York Region is seeking feedback on single-use plastics to plan for how it will address that waste in the future.
A survey asking people about their attitudes and usage of a variety single-use plastics. York will use the information to develop a voluntary strategy, as part of a master plan, to reduce single-use plastics in the region.
York’s manager of sustainable waste management Lindsay Milne said the region wanted to get a sense of behaviours and attitudes toward single-use items and alternatives.
“We’re looking at communication and engagement to promote reduction of single-use items,” Milne said.
Governments across Canada are already taking action on those items, with the federal government planning to ban six of them, including shopping bags and cutlery, by the end of the year. The provincial government is also transitioning to a producer-driven recycling model by 2025.
York Region has its own Integrated Waste Management Master Plan seeking to reduce the amount of waste generated in York Region. Milne said the region is focusing on voluntary initiatives versus bylaws or enforcement to discourage single-use plastics.
“We had looked and explored bans and explored bylaws.

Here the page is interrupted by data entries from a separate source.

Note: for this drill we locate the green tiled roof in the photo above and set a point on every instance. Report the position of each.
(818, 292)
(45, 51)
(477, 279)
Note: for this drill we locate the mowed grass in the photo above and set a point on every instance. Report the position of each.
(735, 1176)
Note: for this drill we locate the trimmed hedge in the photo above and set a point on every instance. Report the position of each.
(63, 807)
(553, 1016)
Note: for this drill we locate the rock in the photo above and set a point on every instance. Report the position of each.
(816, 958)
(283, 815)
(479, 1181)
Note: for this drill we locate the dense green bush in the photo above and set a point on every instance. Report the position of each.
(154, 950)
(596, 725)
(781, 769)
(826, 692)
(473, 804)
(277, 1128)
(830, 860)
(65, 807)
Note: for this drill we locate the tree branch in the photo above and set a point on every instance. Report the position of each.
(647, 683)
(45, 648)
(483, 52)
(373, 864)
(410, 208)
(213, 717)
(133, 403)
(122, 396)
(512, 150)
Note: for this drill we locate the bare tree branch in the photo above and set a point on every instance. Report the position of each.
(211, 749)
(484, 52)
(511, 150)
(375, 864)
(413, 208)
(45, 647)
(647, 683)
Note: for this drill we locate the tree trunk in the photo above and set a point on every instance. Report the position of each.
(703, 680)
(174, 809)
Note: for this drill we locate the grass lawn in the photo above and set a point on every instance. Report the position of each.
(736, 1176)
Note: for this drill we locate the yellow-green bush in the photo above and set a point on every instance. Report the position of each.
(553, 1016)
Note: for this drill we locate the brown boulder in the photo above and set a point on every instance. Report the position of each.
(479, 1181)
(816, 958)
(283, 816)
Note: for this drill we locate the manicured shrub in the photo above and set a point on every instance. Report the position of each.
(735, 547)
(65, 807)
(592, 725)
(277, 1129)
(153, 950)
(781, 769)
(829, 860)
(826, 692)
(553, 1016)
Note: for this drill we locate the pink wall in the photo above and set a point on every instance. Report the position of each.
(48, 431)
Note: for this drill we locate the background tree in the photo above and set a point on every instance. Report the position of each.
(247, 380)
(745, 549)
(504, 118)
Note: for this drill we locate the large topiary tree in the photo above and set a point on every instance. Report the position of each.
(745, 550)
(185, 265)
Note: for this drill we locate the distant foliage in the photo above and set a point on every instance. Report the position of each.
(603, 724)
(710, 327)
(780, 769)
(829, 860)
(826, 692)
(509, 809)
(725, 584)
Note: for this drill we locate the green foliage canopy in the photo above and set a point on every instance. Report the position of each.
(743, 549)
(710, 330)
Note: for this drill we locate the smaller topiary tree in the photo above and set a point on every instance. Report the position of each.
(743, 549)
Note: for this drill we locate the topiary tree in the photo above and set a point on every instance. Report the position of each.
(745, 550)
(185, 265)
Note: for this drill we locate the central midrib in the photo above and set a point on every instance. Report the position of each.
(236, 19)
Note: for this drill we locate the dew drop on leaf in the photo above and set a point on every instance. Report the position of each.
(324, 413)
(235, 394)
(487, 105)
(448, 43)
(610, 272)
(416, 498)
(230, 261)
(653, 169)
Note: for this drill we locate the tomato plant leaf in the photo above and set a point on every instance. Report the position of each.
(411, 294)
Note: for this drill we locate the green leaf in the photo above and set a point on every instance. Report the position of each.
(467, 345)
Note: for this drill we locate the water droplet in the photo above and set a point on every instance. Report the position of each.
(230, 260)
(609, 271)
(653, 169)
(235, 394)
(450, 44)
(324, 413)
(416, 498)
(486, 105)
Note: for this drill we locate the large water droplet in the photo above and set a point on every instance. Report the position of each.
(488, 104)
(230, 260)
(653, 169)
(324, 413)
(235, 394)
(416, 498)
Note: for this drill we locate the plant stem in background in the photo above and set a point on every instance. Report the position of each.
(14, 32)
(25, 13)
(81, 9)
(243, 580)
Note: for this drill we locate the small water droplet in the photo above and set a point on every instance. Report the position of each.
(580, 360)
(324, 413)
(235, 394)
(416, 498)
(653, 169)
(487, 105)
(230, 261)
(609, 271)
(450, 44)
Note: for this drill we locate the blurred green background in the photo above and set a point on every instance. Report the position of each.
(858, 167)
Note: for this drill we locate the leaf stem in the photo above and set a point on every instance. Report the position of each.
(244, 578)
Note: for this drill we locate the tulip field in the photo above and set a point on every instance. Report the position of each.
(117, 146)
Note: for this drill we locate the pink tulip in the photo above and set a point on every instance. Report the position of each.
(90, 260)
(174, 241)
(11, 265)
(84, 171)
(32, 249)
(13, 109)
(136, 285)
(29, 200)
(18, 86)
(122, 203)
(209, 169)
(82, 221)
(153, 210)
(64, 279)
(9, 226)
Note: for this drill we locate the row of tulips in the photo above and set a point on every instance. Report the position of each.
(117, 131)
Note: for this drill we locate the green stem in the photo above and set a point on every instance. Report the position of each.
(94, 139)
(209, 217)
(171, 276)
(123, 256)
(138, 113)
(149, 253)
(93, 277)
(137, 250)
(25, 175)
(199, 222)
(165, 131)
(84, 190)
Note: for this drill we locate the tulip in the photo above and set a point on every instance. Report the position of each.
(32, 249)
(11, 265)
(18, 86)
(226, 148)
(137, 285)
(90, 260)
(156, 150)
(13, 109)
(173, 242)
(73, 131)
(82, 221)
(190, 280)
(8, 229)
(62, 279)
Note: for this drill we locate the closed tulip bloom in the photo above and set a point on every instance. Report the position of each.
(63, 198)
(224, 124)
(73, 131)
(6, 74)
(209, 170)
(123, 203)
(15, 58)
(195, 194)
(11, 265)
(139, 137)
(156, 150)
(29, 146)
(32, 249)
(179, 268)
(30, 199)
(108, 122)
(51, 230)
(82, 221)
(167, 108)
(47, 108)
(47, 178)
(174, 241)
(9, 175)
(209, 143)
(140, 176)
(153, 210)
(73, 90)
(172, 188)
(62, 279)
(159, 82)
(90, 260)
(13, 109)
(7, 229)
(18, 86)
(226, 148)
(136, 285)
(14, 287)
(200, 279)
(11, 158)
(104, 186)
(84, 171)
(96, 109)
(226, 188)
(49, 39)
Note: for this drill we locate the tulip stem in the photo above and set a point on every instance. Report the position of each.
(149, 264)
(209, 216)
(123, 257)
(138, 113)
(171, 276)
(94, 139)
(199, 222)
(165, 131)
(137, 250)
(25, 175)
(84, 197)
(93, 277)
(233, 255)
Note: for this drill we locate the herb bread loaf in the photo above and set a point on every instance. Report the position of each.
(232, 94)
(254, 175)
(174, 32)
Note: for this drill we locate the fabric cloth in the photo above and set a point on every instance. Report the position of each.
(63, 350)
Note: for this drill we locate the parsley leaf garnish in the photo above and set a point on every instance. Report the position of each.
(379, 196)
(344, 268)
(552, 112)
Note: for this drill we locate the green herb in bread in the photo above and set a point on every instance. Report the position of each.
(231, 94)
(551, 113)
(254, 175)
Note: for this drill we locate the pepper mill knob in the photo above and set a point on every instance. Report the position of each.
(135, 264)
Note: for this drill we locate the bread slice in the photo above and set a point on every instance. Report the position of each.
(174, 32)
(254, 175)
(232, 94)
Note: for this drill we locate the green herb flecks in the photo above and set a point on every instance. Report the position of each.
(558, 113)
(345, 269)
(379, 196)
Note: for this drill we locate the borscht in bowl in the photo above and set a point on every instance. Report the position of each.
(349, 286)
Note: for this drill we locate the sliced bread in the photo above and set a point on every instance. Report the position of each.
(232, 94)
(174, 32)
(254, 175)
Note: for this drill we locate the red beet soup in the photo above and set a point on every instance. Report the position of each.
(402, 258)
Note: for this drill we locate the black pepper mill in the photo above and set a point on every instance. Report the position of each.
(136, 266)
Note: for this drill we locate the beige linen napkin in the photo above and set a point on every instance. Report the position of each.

They can be quite intensive,” Milne said. “It’s better and more effective coming from a different level of government, like the federal government.”
York’s plan shows the cost for waste diversion has risen from $129,000 to $494,000 per percentage point increase between 2005 and 2018. But the region hopes to save $40 million between now and 2031 by reducing waste.
Milne said their approach is complimentary toward what upper-level governments are doing.
“By encouraging residents to use more reusable models, they’re already relinquishing that dependence. When a ban takes effect, they’re better set up to adjust,” Milne said. “We anticipated these regulations and policies to come out. We knew that we wanted to do something more supportive.”
Newmarket opted July 1 to ban single-use plastics at municipal facilities at events, no longer providing them for staff or patrons. York Region is not yet doing that, but Milne said it is up for consideration.
“We love that Newmarket is implementing this,” Milne said. “We definitely support this and are looking at those positions as well.”
Even with the producers taking over recycling by 2025, Milne said municipalities have a role to play in waste reduction.
“The role just may look a little bit different,” Milne said. “We have a big role to help make those connections in our communities and look for those reductions and reuse options.”
The survey runs until July 30, with a chance to win one of five $100 gift cards available for participants. The survey is available on the York Region website.